Une fois que nous avons passé le temps nécessaire pour identifier les schémas cognitifs constants à travers les pensées automatiques, le patient et le psychologue TCC travaillent ensemble sur les croyances et les inférences  de l’individu.

Par exemple, je rentre chez moi. Je vois mon conjoint les pieds sous la table devant la télé. Il me salue. Je ressens une violente colère. Je me sens méprisée et insultée. Comment peut-il m’attendre dans ces conditions et dire qu’il m’aime !!! Je lui hurle dessus qu’il ne m’aime pas !!! Car si tu m’aimais le repas serait fait quand j’arrive !!! Tu en as rien à faire de moi !!! Je pars pleurer dans ma chambre. Le psychologue TCC demande à la patiente ses pensées au moment de cette colère. Quelles étaient vos attentes ? Je m’attendais qu’il fasse à manger. Le psy. : lui avez-vous exprimez votre désir ? euh, non … Comment voulez vous qu’il connaisse votre attente ? S’il m’aimait, il le saurait ! Le psy. : Vous pensez donc qu’il ne vous aime pas ? Oui ! il ne fait jamais attention à mes désirs ! Le psy. : mais si vous ne lui exprimez pas, il ne peut pas les connaître et les satisfaire. Si nous revenions sur la situation, quand vous êtes arrivée, vous l’avez vu se détendre et vous saluer. Oui. Objectivement, cette situation ne déclenche pas votre colère. C’est votre interprétation qui a déclenché votre émotion. Vous attendiez qu’il ait préparé un repas en amoureux. Voyant que votre attente non exprimée n’était pas satisfaite, vous vous êtes mise en colère et vous êtes partie pleurer dans votre chambre. La question qu’on doit se poser est de savoir si votre attente était réaliste. À savoir pouvez vous attendre de la part de votre conjoint qu’il vous prépare un repas en amoureux tous les jours ? Non. Qu’est-ce qui vous paraît réaliste ? Que de temps en temps, il  me surprenne à organiser un diner. Comment votre désir puisse être satisfait alors que vous ne lui en avait jamais parlé ? Pensez vous que vous pouvez lui parler pour la semaine prochaine ? Oui.

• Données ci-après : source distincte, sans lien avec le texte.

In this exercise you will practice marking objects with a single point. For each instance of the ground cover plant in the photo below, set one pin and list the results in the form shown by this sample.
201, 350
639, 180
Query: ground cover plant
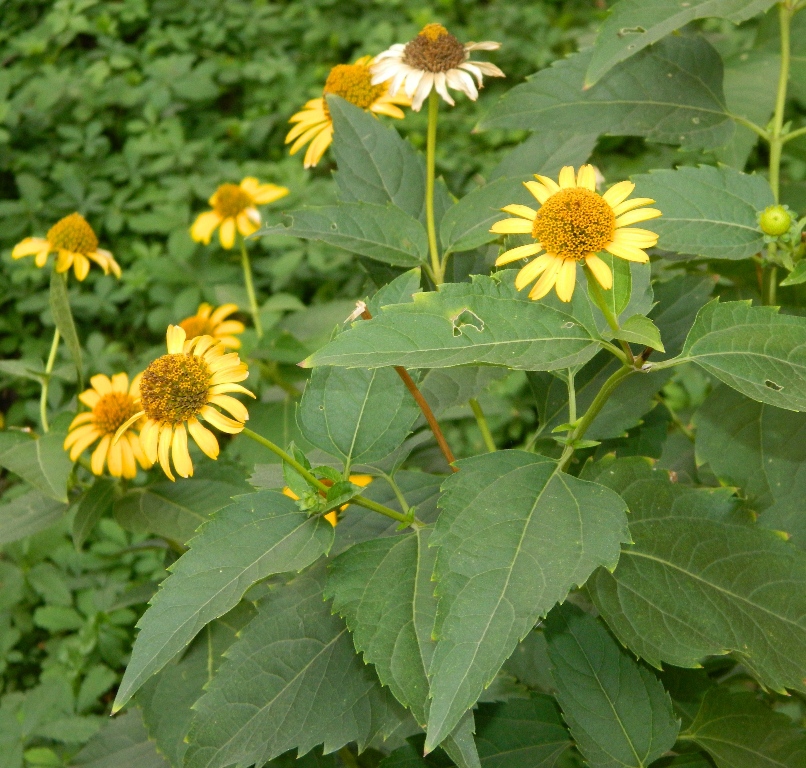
437, 415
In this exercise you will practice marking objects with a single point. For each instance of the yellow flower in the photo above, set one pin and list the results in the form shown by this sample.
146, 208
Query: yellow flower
573, 224
75, 243
435, 59
234, 207
362, 481
113, 403
353, 83
209, 322
177, 389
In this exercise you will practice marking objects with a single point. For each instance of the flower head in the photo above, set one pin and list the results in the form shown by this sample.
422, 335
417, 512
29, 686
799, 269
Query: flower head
179, 388
574, 223
234, 207
434, 59
75, 244
113, 403
213, 322
353, 82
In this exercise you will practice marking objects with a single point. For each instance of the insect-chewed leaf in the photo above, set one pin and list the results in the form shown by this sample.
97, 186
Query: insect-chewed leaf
670, 93
514, 536
755, 350
707, 211
258, 535
291, 680
618, 712
698, 581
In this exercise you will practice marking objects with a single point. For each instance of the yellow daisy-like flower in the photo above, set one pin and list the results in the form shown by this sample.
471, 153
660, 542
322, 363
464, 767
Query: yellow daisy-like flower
435, 59
113, 402
352, 82
177, 389
75, 244
573, 224
362, 481
210, 322
234, 208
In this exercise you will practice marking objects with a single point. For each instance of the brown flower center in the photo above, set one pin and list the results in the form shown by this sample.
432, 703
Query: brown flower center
73, 233
175, 387
434, 50
573, 223
112, 410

Cet exemple illustre brièvement le travail quotidien lors d’une Thérapie Comportementale et Cognitive (TCC) dans le cadre de la gestion de la colère. Nous recherchons les pensées et les attentes irréalistes. En les interrogeant sur leur caractère réaliste, nous concevons et formulons des anticipations plus adaptées à nous-même et aux autres. Il ne s’agit pas de renoncer à son désir dont la colère exprime la frustration mais de le comprendre, de l’interroger sur son réalisme et de l’adapter à la réalité pour le satisfaire.

Ressentir la colère, la comprendre et exprimer son désir directement.